Posted: Mon Jul 05, 2010 9:59 am
by crislapi
The other (less desirable) option is, of course, to set the date correctly and then wait for August 4th before you can log in again. As you search the forum, you will find other posts about this same problem. As with any decent financial software, MLS records the date and time of the last log in. It will not allow you to log in with a date/time earlier than the last log in. This is to prevent users from "cooking the books".

As you've probably guessed by now, someone changed the date. When it was changed, someone also logged into MLS, creating the time stamp in the future.

Posted: Mon Jul 05, 2010 11:24 am
by russellhltn
crislapi wrote:As you've probably guessed by now, someone changed the date. When it was changed, someone also logged into MLS, creating the time stamp in the future.


This may not have been the same person. The most likely scenario in my mind is that someone, perhaps working on the ward bulletin, wanted to find out what date in August fast Sunday falls on. So they used the Windows "Adjust Time/Date" to pull up the calendar. Unfortunately, they clicked "OK" instead of "Cancel" and reset the date.

The next user fired up MLS unaware that the date had been changed and the problems started.

In other words, the MLS user may be the victim and not the perpetrator. Of course we can't rule out someone victimizing themselves. :rolleyes:

Posted: Mon Jul 05, 2010 12:08 pm
by crislapi
Good clarification.

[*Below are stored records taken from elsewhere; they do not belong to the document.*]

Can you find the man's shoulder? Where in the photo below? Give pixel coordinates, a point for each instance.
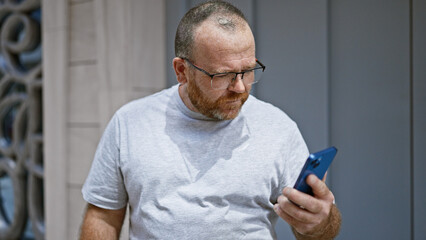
(267, 111)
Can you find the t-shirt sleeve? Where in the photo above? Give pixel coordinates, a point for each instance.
(104, 186)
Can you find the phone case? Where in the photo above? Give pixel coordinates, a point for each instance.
(317, 163)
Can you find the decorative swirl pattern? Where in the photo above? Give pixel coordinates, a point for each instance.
(21, 138)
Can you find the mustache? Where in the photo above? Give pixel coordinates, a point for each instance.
(233, 97)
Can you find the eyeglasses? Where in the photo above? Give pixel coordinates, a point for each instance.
(223, 80)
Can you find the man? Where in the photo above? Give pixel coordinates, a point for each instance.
(204, 159)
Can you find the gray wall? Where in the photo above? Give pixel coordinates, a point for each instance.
(351, 74)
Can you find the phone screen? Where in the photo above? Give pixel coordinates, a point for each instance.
(317, 163)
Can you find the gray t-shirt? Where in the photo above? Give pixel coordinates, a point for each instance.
(185, 176)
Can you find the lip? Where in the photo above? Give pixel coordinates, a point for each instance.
(233, 101)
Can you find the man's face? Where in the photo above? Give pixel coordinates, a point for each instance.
(216, 51)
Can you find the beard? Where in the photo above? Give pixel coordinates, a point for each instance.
(226, 107)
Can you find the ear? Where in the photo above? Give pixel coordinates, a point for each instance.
(179, 66)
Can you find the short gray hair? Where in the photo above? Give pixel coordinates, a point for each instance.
(227, 17)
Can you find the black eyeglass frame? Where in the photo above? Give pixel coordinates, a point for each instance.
(224, 73)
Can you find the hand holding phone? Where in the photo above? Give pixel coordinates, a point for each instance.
(317, 163)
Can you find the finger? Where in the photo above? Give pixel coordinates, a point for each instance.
(295, 223)
(319, 188)
(302, 200)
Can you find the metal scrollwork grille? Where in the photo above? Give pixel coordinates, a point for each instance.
(21, 139)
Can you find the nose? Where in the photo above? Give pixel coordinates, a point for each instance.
(237, 85)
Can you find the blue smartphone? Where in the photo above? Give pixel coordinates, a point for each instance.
(317, 163)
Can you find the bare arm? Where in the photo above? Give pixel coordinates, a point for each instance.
(102, 223)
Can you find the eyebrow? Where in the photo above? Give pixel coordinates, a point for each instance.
(233, 71)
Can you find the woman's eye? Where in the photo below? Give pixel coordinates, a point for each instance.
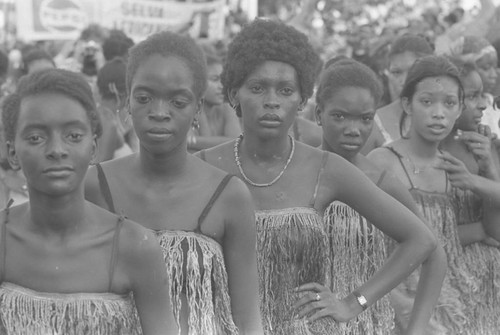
(34, 138)
(287, 91)
(256, 89)
(338, 116)
(75, 136)
(451, 103)
(396, 72)
(179, 103)
(143, 99)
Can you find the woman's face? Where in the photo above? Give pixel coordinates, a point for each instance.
(474, 102)
(434, 108)
(347, 119)
(163, 103)
(54, 143)
(487, 69)
(269, 99)
(213, 94)
(399, 65)
(39, 65)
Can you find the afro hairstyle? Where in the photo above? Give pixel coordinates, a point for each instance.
(170, 44)
(52, 81)
(347, 72)
(266, 40)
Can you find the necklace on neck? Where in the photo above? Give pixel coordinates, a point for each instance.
(417, 169)
(247, 180)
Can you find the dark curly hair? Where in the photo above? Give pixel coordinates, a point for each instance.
(58, 81)
(428, 67)
(346, 72)
(412, 43)
(264, 40)
(464, 67)
(168, 44)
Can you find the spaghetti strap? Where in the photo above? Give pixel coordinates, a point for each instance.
(400, 157)
(114, 251)
(203, 155)
(4, 240)
(212, 200)
(381, 178)
(104, 186)
(320, 172)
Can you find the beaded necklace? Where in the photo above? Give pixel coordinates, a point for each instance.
(238, 163)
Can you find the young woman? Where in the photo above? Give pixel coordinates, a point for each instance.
(473, 170)
(68, 266)
(202, 218)
(403, 53)
(346, 99)
(268, 76)
(432, 98)
(480, 52)
(112, 93)
(217, 122)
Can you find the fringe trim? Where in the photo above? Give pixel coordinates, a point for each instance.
(24, 311)
(196, 268)
(450, 312)
(292, 249)
(357, 252)
(483, 263)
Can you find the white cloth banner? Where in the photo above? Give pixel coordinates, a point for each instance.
(65, 19)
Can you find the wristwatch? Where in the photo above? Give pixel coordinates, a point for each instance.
(361, 300)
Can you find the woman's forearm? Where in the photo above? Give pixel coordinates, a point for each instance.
(405, 258)
(429, 287)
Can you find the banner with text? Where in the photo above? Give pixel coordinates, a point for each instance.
(64, 19)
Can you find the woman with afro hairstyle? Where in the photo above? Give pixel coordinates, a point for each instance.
(346, 99)
(432, 98)
(480, 52)
(475, 177)
(68, 266)
(404, 51)
(268, 76)
(202, 217)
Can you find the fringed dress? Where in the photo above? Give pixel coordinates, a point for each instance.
(27, 312)
(197, 274)
(357, 250)
(449, 316)
(292, 250)
(483, 261)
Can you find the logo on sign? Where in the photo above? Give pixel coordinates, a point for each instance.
(62, 16)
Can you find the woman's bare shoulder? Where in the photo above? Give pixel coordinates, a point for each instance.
(383, 157)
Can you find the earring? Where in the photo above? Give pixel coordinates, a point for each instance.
(196, 124)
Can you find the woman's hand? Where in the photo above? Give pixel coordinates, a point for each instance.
(458, 174)
(319, 302)
(479, 144)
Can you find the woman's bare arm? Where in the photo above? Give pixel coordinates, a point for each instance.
(142, 259)
(433, 268)
(240, 256)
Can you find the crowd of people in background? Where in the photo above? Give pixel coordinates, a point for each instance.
(264, 184)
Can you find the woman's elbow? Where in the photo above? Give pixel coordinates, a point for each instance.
(427, 242)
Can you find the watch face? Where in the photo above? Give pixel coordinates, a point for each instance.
(362, 300)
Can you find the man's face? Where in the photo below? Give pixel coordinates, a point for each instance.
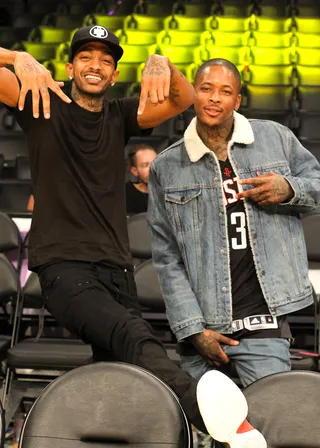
(93, 69)
(144, 158)
(216, 95)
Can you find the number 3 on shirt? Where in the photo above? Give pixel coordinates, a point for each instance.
(239, 219)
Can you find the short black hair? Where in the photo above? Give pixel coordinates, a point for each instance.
(222, 62)
(133, 152)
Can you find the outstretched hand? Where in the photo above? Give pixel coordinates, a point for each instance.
(35, 77)
(208, 344)
(155, 83)
(270, 188)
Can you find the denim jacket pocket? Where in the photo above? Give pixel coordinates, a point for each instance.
(280, 167)
(185, 209)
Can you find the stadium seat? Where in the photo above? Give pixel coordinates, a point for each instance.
(65, 21)
(128, 72)
(265, 24)
(284, 407)
(308, 76)
(267, 75)
(268, 97)
(111, 22)
(134, 54)
(222, 39)
(202, 54)
(309, 57)
(178, 38)
(265, 56)
(264, 10)
(191, 9)
(136, 37)
(41, 52)
(139, 240)
(177, 55)
(153, 9)
(143, 23)
(48, 35)
(302, 40)
(52, 356)
(266, 40)
(229, 10)
(225, 24)
(306, 25)
(183, 23)
(107, 404)
(57, 69)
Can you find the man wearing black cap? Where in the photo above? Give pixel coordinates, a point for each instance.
(78, 240)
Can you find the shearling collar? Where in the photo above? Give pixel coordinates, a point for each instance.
(242, 133)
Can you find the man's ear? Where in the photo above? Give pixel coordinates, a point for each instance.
(69, 70)
(114, 77)
(238, 102)
(134, 171)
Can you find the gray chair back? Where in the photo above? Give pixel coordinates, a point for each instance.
(284, 407)
(106, 405)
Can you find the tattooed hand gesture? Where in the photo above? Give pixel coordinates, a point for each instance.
(270, 188)
(208, 344)
(35, 77)
(155, 81)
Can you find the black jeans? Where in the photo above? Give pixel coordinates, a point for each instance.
(100, 306)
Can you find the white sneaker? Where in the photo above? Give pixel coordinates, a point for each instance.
(224, 410)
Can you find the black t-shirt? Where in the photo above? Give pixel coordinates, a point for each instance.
(137, 201)
(247, 296)
(78, 175)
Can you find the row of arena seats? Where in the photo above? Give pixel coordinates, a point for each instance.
(57, 351)
(189, 8)
(165, 424)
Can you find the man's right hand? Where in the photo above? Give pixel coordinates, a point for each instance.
(35, 77)
(208, 344)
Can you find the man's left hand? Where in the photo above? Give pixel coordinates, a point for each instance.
(270, 188)
(155, 83)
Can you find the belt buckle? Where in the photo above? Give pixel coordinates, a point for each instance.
(260, 322)
(237, 325)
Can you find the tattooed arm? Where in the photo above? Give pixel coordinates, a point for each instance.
(32, 75)
(165, 92)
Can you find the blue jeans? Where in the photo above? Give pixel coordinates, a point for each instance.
(253, 359)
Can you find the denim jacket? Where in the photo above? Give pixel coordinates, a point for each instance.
(188, 225)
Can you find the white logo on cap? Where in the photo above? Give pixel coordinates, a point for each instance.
(98, 31)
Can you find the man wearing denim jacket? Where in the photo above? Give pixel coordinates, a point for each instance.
(228, 245)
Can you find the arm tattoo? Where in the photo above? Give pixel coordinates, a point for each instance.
(155, 67)
(174, 94)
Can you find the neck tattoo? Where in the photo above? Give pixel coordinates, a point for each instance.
(216, 138)
(89, 102)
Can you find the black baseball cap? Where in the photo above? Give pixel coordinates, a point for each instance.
(95, 33)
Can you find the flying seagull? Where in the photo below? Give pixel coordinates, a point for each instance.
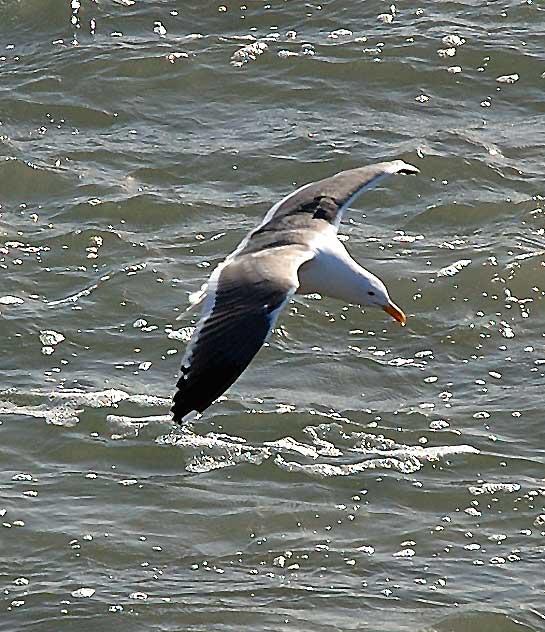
(295, 249)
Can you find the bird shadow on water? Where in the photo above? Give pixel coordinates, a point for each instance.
(324, 444)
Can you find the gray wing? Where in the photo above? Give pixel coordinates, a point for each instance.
(319, 202)
(244, 298)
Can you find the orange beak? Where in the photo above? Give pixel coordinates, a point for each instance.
(395, 313)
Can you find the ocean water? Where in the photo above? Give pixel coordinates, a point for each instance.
(359, 475)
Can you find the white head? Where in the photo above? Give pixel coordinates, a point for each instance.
(375, 294)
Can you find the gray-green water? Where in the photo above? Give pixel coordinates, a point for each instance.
(133, 160)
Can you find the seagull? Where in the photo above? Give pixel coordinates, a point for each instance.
(295, 249)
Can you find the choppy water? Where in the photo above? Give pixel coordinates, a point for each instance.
(359, 476)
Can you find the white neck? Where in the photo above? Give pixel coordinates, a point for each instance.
(333, 272)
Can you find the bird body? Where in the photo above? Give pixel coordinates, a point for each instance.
(294, 249)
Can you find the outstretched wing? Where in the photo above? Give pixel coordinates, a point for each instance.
(243, 301)
(324, 201)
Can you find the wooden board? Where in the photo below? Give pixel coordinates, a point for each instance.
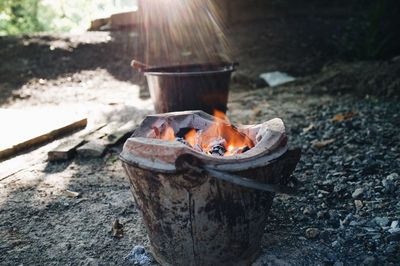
(107, 136)
(24, 129)
(66, 150)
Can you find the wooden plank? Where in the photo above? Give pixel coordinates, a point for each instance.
(104, 138)
(121, 133)
(67, 149)
(9, 151)
(92, 149)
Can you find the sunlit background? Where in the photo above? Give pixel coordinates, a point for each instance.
(24, 16)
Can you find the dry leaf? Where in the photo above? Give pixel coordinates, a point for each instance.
(322, 143)
(72, 194)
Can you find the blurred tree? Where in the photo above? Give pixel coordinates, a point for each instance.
(25, 16)
(19, 16)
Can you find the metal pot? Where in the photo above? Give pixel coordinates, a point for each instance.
(189, 87)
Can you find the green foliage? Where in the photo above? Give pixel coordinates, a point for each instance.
(19, 16)
(375, 34)
(26, 16)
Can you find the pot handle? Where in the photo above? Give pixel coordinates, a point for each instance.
(188, 162)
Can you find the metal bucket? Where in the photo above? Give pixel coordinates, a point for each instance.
(189, 87)
(204, 214)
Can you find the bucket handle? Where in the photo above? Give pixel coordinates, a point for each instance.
(188, 162)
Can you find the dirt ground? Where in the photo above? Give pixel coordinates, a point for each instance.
(40, 224)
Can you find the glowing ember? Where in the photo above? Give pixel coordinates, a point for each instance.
(220, 138)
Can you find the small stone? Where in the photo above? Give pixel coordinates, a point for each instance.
(335, 244)
(139, 256)
(346, 219)
(359, 204)
(322, 214)
(388, 185)
(72, 194)
(308, 210)
(381, 221)
(117, 229)
(357, 193)
(393, 237)
(393, 177)
(392, 248)
(338, 263)
(312, 232)
(370, 261)
(394, 227)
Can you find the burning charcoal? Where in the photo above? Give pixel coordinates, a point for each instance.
(238, 150)
(182, 140)
(117, 229)
(217, 149)
(244, 149)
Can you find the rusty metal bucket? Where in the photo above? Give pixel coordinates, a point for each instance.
(202, 211)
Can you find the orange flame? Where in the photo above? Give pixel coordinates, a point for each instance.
(221, 129)
(221, 132)
(168, 134)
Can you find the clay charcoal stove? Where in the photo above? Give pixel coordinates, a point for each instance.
(205, 187)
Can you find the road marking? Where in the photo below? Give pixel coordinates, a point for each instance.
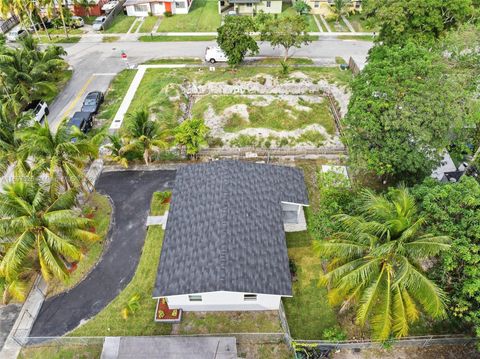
(76, 99)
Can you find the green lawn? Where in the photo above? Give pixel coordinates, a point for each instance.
(287, 9)
(100, 205)
(121, 24)
(308, 311)
(109, 321)
(114, 96)
(89, 351)
(360, 24)
(203, 16)
(160, 38)
(277, 115)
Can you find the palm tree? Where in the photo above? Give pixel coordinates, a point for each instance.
(377, 264)
(40, 224)
(340, 8)
(142, 134)
(116, 153)
(57, 155)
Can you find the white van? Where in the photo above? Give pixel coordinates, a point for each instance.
(215, 54)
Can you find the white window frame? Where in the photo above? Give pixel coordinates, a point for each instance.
(249, 297)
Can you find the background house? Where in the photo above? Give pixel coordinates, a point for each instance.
(224, 247)
(156, 7)
(250, 7)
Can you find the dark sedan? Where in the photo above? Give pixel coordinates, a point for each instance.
(92, 102)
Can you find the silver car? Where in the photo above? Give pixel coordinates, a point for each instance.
(98, 23)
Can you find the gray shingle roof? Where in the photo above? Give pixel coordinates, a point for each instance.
(225, 230)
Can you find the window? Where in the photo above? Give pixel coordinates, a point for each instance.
(141, 8)
(249, 297)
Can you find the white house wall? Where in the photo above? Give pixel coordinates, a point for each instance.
(224, 301)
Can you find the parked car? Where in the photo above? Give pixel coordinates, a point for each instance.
(39, 108)
(81, 120)
(92, 102)
(16, 34)
(215, 54)
(109, 6)
(76, 22)
(98, 23)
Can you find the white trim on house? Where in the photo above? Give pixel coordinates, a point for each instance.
(224, 301)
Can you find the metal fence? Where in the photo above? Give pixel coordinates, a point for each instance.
(8, 24)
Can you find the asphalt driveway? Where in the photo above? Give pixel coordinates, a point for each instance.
(131, 193)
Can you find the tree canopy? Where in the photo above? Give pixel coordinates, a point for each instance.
(406, 107)
(454, 209)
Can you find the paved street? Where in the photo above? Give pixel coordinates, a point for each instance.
(96, 63)
(131, 193)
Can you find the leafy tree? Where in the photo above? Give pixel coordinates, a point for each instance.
(37, 225)
(425, 20)
(340, 7)
(301, 7)
(287, 31)
(56, 155)
(454, 209)
(235, 40)
(377, 264)
(142, 134)
(405, 109)
(192, 134)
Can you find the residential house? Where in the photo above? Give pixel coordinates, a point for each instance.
(317, 5)
(250, 7)
(156, 7)
(224, 247)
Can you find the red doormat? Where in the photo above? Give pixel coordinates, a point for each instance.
(164, 314)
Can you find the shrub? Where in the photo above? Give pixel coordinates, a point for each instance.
(334, 334)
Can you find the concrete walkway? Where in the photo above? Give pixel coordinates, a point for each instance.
(127, 100)
(349, 25)
(131, 194)
(174, 347)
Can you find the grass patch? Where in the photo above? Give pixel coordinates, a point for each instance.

It was my intention to say someone else logged in.

Posted: Tue Jul 06, 2010 10:10 am
by mfmohlma
Since this problem seems to be a common theme, I think it would be a great idea for the software to check and see if the elapsed time from the current login date is reasonable (two weeks or less, maybe) and throw up a warning before allowing someone to completely log in. It always asks me the date when I start a tithing batch (but that is perhaps to allow backdating on 31 Dec...).

"Warning: Is is really August 4th? If it is, the clerks have really been slacking..." :D

Now to figure out where to give this feedback...

Posted: Tue Jul 06, 2010 5:30 pm
by bdayley
I am a chronic forum lurker, forced out into the open by my question on this issue:

Why don't we use limited-rights user accounts on Windows for anyone who needs less than a clerk-level access? I don't understand why we run with admin-level accounts.

This would keep most people from manipulating the time. Doesn't a limited-user account also prevent send-and-receive from happening? That's a plus, too, as we had some confusion in the 3.2 update that could have been avoided (non-clerks updating the machine).

It also keeps people from messing with network settings and makes viruses work harder to infect the machines.

Why don't we do this?

Posted: Tue Jul 06, 2010 9:03 pm
by russellhltn
We would love to, but the MLS instructions specifically states that we're to use a common Administrator account for all MLS users. A few people have tried using a more limited account, but I don't know what their long-term success with upgrades are. There really is no way to do thorough testing given that we have no idea what the upgrades might be doing or when they'll arrive.

I have successfully fought that battle in other areas - such as at work and at the FHC. I've learned some tools and tricks to making things work. But I wouldn't try it with MLS.

Posted: Tue Jul 06, 2010 11:06 pm
by scgallafent
Just thinking aloud...

It should be possible to create a separate account with administrator privileges and then modify the local security policy to remove the administrators group from the "Change system time" rights group and add just the specific user.

I'm not sure I'd want to go this route, but it seems like a possible way to restrict date and time changes without changing the shared MLS account into a limited account.

If someone wants to take a stab at it, I can provide more detailed instructions.